Готовясь к церемонии, Робина подняла на ноги весь замок. Не менее шести женщин занимались шитьем, чтобы свадебное платье было готово вовремя.
— Что ты делала за стенами? — с тревогой спросила Робина. В ее глазах отражалось не только беспокойство за дочь, но и искреннее любопытство. — Ты должна научиться сдерживать свои порывы, — наставительным тоном продолжила она. — С Грэмом Монтгомери не шутят. Не знаю, что бы он сделал, если бы ты нарушила приличия таким образом в его замке. Нам неизвестно, что он за человек. Он клянется, что не имеет привычки обижать женщин, но характер мужчины познается не сразу. Ты должна это понять.

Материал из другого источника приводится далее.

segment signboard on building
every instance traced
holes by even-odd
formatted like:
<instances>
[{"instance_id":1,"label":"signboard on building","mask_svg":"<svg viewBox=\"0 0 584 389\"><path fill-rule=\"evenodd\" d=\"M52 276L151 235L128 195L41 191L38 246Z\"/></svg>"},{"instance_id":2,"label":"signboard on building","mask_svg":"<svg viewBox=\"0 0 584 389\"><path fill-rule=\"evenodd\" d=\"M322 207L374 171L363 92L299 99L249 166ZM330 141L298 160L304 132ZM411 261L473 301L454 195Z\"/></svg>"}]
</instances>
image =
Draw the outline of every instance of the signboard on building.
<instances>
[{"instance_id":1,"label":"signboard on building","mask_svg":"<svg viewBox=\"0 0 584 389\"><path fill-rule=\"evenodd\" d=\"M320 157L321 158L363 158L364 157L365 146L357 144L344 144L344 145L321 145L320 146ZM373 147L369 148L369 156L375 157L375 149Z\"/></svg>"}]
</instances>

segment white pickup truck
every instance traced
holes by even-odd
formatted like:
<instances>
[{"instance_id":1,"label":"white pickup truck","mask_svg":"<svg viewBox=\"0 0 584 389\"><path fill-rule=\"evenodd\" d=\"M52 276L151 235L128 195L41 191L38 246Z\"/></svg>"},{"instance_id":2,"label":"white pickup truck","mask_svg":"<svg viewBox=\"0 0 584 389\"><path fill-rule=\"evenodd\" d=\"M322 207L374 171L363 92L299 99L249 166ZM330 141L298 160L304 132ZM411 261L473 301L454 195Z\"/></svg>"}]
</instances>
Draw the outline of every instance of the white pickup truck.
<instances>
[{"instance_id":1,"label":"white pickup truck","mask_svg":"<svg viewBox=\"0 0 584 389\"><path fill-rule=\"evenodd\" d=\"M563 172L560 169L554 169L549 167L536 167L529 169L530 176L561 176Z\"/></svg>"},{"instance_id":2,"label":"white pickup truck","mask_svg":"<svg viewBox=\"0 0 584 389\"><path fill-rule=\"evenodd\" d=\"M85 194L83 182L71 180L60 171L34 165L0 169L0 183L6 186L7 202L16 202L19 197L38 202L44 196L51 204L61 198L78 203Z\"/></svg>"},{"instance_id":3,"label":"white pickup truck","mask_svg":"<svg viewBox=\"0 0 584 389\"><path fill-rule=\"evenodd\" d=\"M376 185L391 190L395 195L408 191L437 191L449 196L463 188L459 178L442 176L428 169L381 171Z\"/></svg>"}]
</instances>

При этих словах Эвелин нахмурилась. Рассмотрев Грэма как следует, она уже не считала будущего мужа чудовищем. Черты его лица были словно высечены из камня. Люди могли бы сказать, что такой, как Грэм, способен разорвать человека на части за один кривой взгляд. Однако Эвелин ощущала в нем нечто иное, но пока не разобралась, что именно. Одно знала точно — к ней он проявил чрезвычайную доброту и терпение. Не упрекнул за нелепое вторжение. Не потребовал, чтобы она удалилась.
Не обиделся на излишнюю смелость. Говорил с ней мягко. Монстр, замысливший худое по отношению к будущей жене, не мог бы произнести таких слов. В этом Эвелин не могла ошибаться.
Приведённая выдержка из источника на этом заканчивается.